While taking SQL Server Reporting Services (SSRS) for a trial run I came across a small disadvantage of the Reporting Services scheduler, which indirectly meant a small disadvantage of the SQL Scheduler. I had several clients that were possible SSRS recipients but the desired timelines were throwing a possible manual process into the mix. The central theme of the desired schedules centered around the closing of the accounting period which occurred on the 7th business day of the month versus the calendar day, which was what the SQL Scheduler natively supports. To alleviate this problem I put together a procedure that updates the schedule entries with the appropriate business day of the month, as well as a new table and helper functions.

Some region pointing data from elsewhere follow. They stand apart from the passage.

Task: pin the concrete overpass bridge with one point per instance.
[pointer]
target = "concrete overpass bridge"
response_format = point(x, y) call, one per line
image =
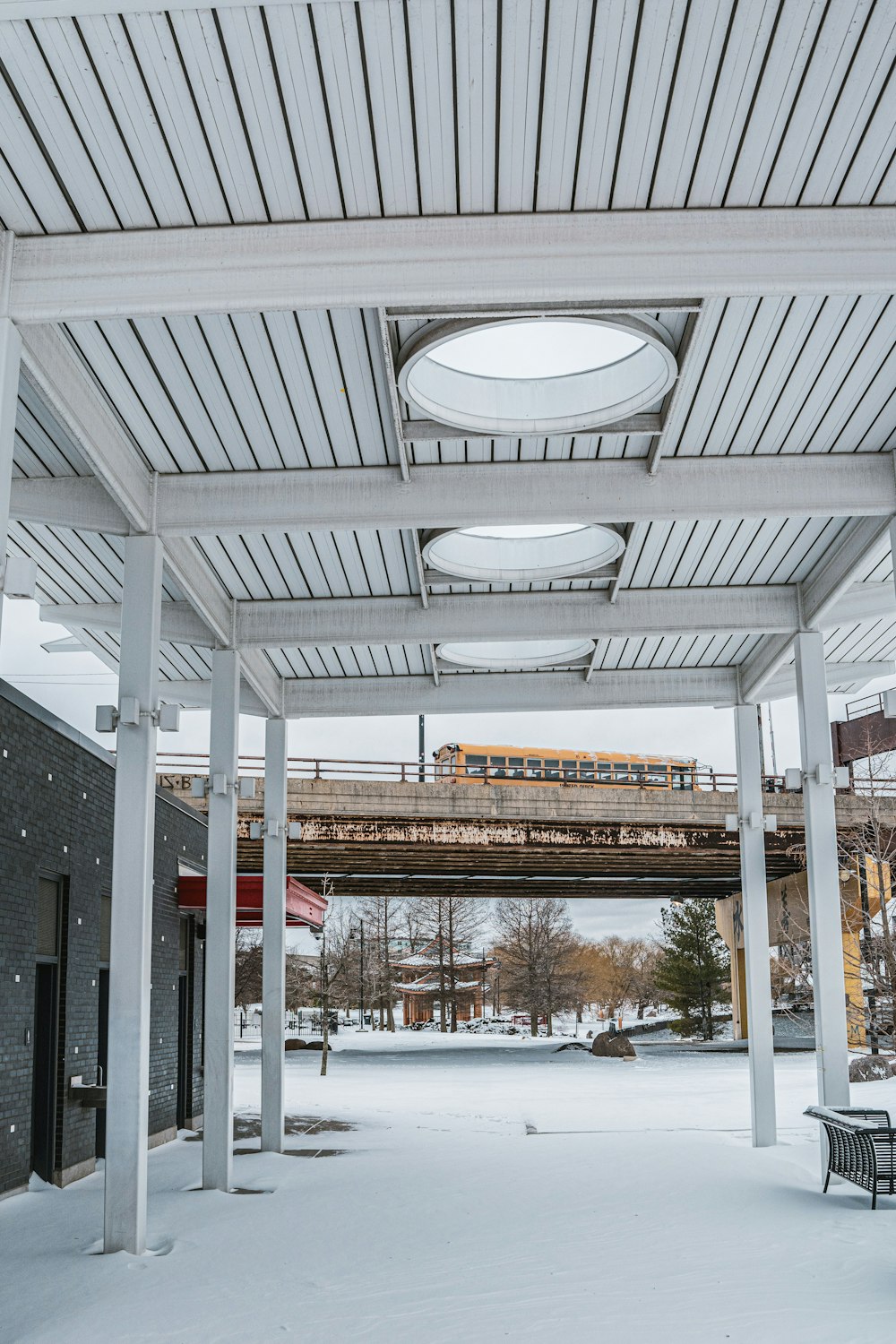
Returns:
point(395, 836)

Together, these objects are designed to update the calendar day entry of the SQL Agent schedule with the business day that was calculated from the passed date. The code is available for download here. To implement this it will be necessary to create a job that runs periodically and calls the procedure.
The code sample consists of the following:
- Structure for the table to store the calendar days for each of the schedules that need to run on a specific business day
- Data inserts for the table
- Helper functions that provide the values to store in the system tables. NOTE: fnuGetWorkDay uses a table (HOLIDAY) that falls outside the scope of this script.
- Procedure that updates the values
Here is an example call to the procedure to put in a job step:
EXEC dbo.spuSETFiscalSchedules @dt = ’12/1/2005′
Either the target database or the code will need some changes to get this working, but hopefully this provides a starting place for those interested.